Saturday, January 13, 2018
Lion (2016 film)
Based on the book A Long Way Home by Saroo Brierley and Larry Buttrose, Lion is the true story of a man who was separated by his family as a young boy where he was adopted by an Australian couple as he would later go on a search to find his original family. Directed by Garth Davis and screenplay by Luke Davies, the film follows the path of a man who trying to find his family with the help of those who cared about him including his adoptive family. Starring Dev Patel, Sunny Pawar, David Wenham, Rooney Mara, Divian Ladwa, and Nicole Kidman. Lion is a rich and evocative film from Garth Davis.
Told largely in the span of more than 25 years, the film follows a young boy who is separated from his older brother where he accidentally boards a train and is suddenly lost where he’s later adopted by an Australian couple who would raise him. It’s a film that follows the journey of a boy searching for his family only to restart the search many years later as a man where he begins to raise questions about himself and what happened to his mother, his older brother, and younger sister. Luke Davies’ script doesn’t waste time early in the film where the young Saroo (Sunny Pawar) follows his older brother Guddu (Abhishek Bharate) who is trying to find work while Saroo naps at a bench on a train where he accidentally enters a train that leaves where he arrives in Calcutta several days later. Much of the first act has Saroo lost in Calcutta trying to find his way back home but has no idea where he’s at nor does he speak Bengali since he speaks a more rural Hindu-based language.
He would encounter people that might seem good but he immediately realizes that it’s not what it seems until he’s taken into an orphanage where he is later aided by a woman in the orphanage in finding his family but has gotten no response. Yet, she would tell him that an Australian couple in John Brierley (David Wenham) and his wife Sue (Nicole Kidman) are interested in adopting him. The second act largely takes place in Tasmania, Australia where Saroo finds a home and a family that loves him where they adopt another Indian child in Mantosh (Keshav Jadhav) who has a hard time adjusting to his new surroundings. 20 years later as the older Saroo (Dev Patel) is training to manage hotels while he dates an American student in Lucy (Rooney Mara), Saroo gets a reminder of his old home forcing him to go into a search to find his family through the usage of Google Earth. Though he is reluctant to tell his adopted parents on what he’s doing, it would become an obsession that nearly drives him apart from those who care about him.
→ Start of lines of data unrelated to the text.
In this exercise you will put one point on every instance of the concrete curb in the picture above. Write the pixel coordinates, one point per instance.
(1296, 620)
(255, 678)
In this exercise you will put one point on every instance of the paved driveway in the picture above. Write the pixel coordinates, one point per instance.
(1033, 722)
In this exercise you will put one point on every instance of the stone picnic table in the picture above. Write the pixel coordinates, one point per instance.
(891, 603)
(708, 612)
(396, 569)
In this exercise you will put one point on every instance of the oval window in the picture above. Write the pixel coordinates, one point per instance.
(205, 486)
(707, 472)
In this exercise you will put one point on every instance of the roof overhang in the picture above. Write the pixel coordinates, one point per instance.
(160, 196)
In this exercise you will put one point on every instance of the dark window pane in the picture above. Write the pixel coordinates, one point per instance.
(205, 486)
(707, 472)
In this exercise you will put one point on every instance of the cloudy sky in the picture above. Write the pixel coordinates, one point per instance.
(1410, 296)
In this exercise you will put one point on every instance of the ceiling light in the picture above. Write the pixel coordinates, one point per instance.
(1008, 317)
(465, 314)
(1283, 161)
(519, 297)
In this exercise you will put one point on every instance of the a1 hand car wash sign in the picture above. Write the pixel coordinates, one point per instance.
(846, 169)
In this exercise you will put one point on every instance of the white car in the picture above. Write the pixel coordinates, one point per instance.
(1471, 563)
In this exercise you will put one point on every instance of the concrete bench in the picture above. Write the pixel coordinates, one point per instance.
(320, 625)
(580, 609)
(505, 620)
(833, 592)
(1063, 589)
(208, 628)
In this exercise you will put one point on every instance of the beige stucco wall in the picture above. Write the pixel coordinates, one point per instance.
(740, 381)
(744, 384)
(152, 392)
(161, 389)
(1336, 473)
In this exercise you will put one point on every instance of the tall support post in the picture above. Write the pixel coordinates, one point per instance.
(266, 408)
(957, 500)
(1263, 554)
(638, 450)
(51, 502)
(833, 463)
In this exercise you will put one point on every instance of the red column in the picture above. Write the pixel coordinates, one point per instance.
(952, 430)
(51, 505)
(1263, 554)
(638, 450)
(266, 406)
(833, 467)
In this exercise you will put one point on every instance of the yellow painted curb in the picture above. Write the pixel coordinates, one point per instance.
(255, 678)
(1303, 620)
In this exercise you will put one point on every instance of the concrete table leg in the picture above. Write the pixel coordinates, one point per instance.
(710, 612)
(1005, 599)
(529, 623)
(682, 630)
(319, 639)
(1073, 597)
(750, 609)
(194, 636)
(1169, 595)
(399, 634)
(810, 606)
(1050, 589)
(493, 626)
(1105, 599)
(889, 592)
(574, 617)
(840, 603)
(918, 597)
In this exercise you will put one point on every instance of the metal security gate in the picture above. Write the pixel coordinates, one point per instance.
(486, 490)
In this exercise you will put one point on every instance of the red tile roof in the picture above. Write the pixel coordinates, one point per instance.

Garth Davis’ direction is definitely mesmerizing for not just the way he captures a man caught between two different worlds but wanting to hold on to them as well as make peace with the world he was lost in when he was a child. Shot on various locations in India such as Kolkata and Melbourne, Australia along with Tasmania, the film does play into this journey that a boy would take as he would travel from Khandwa to Calcutta as Davis would use a lot of wide shots to establish the locations as well as the sense of wonderment that the young Saroo would endure. Much of Davis’ direction is intimate with its usage of hand-held cameras for the close-ups as well as the medium shots to capture Saroo’s family life with John and Sue. Though a lot of Davis’ compositions are straightforward, there are elements of style late in the second act where the older Saroo would see his older brother at a certain location as well as paralleling images to play into a location in Australia and matched with India. The usage of Google Earth is crucial to the story as it play into Saroo’s search and what he can remember about certain locations which leads to the film’s climax where he returns home to see if his family is still there. Overall, Davis crafts a riveting and touching film about a man’s journey to find his family with the support from the people who raised and cared for him.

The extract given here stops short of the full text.